# Black and Decker - Dewalt R1350-A Radial Arm Saw



## hjt (Oct 22, 2009)

I've searched to see if anyone had already posted info specific to this RAS, but came up blank. So my first question is, does anyone have one of these units. These saws were build in the mid 60's. This is one of many items I now own since my dad's death.

It seems to be in great shape. At this time I've just begun to rebuild the table. I've done lots of internet searches and have found some great info (and yes I'm going to order MR Sawdust's book - How to Master the Radial Arm Saw) In the mean time if anyone has some tips, that would be great. I did find a great pdf http://www.woodcentral.com/bparticles/dewaltrebuild.pdf. This is very good, but a little over my head in some areas and without photos, I've got to guess and what the author is expecting me to do.

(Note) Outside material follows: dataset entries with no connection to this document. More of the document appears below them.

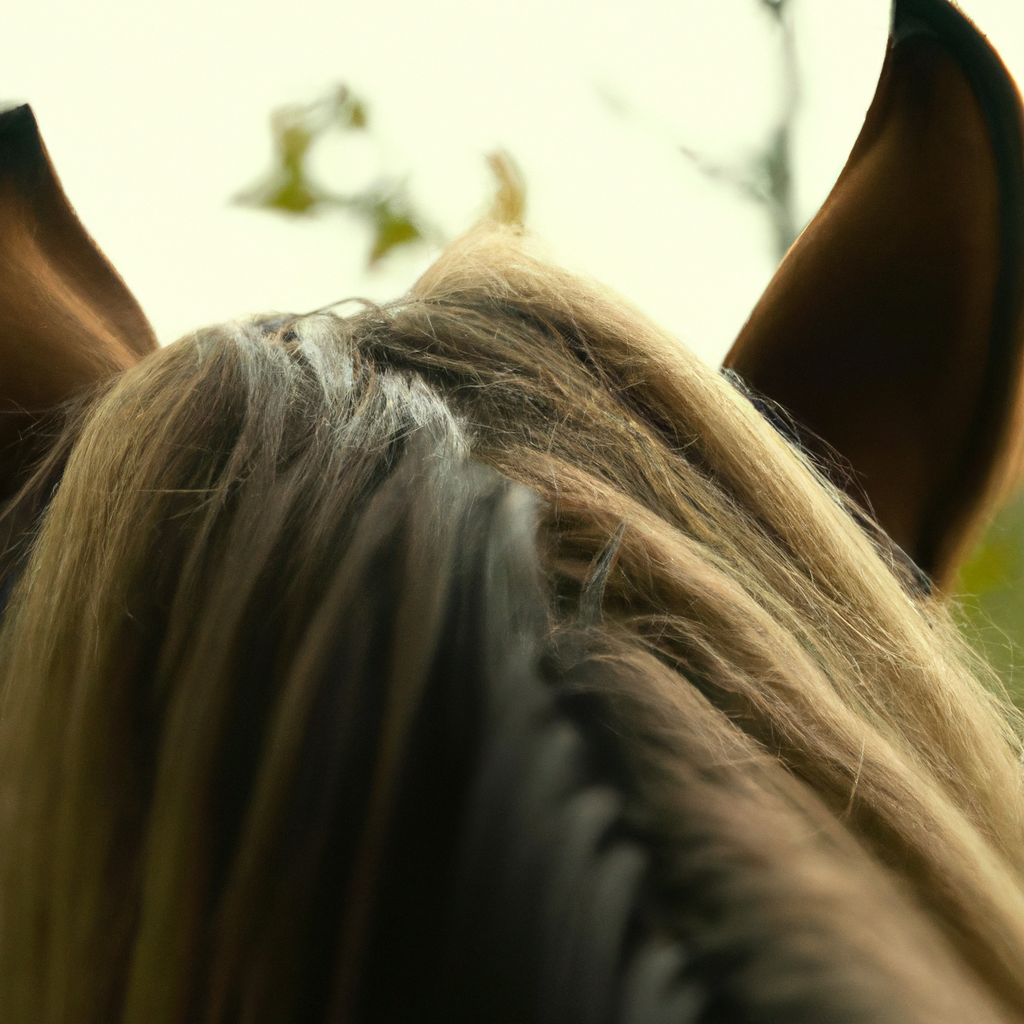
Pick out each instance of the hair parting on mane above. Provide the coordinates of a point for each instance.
(482, 656)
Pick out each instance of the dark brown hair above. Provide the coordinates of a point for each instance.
(482, 656)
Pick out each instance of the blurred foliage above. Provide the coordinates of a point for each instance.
(383, 206)
(767, 176)
(990, 592)
(991, 584)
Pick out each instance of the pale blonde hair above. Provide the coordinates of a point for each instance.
(758, 636)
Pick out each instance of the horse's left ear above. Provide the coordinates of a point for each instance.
(67, 320)
(894, 328)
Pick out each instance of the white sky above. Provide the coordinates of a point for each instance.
(156, 114)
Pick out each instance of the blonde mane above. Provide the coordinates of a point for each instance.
(787, 705)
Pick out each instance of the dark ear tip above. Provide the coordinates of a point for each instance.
(22, 154)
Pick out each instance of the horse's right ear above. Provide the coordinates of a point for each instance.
(67, 318)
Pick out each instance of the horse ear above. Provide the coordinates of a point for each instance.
(67, 320)
(893, 330)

I'm just now getting into woodworking so please spell things out for me. At this time, I spend more time looking up woodworking terms then I do using my tools. I'm looking forward to hearing from you.

Harold


----------



## a1Jim (Aug 9, 2008)

I ran out of room and sold my RAS for $10.


----------



## spindle (Sep 18, 2009)

Harold,

The 1350 is one of the better one's. Here's a good site http://forums.delphiforums.com/n/main.asp?webtag=woodbutcher&nav=messages&start=Start+Reading+%3E%3E&prettyurl=%2Fwoodbutcher%2Fmessages%2F%3Fstart%3DStart%2BReading%2B%253E%253E. I'll just get this out of the way, while you can rip with it cross cuts and miters are were it excels.

Hope this helps.
Greg


----------



## hjt (Oct 22, 2009)

Spindle - thanks for the link. WOW that forum offers a lot - a tad overload!! Seems like everyone suggest Mr Sawdust book for RAS. Guess I'll have to get one.


----------



## woodturner52 (Sep 25, 2012)

Have this RAS. Inherited from my Dad. Used it a lot in my teens. High school wood shop and all. Great for dado work and tenons. Wouldn't trade it for anything. The only thing I had to do was clean out on/off switch. Still works great as in my teens. Use it in my own shop. In the process of replacing table and checking accuracy. Currently reading Mr. Sawdust book finding it invaluable. Only thing is anti-kickback bar is missing. Have to be extra careful when ripping. Haven't found replacement yet. Might have to make one.


----------



## wapakfred (Jul 29, 2011)

Harold, if you want I can e mail you a PDF that's written by the same guy who wrote that first article you linked. Only this one has pics and is a little more thorough with it's details. PM me an email address if you want it.


----------



## TajBuilder (Aug 6, 2008)

Most users agree that the DeWalt radial arm saws began to decline in quality after Black and Decker bought the company in 1960 and I'm not sure I can agree with Harold that the r1350 from around 1967 is one of the better ones. This is one of the first saws that DeWalt made after they changed from the excellent design of the positive miter stops that were used for over 30 years. The spring loaded lever mechanism is harder to align than the old design and I question whether it will hold its alignment like the older saws.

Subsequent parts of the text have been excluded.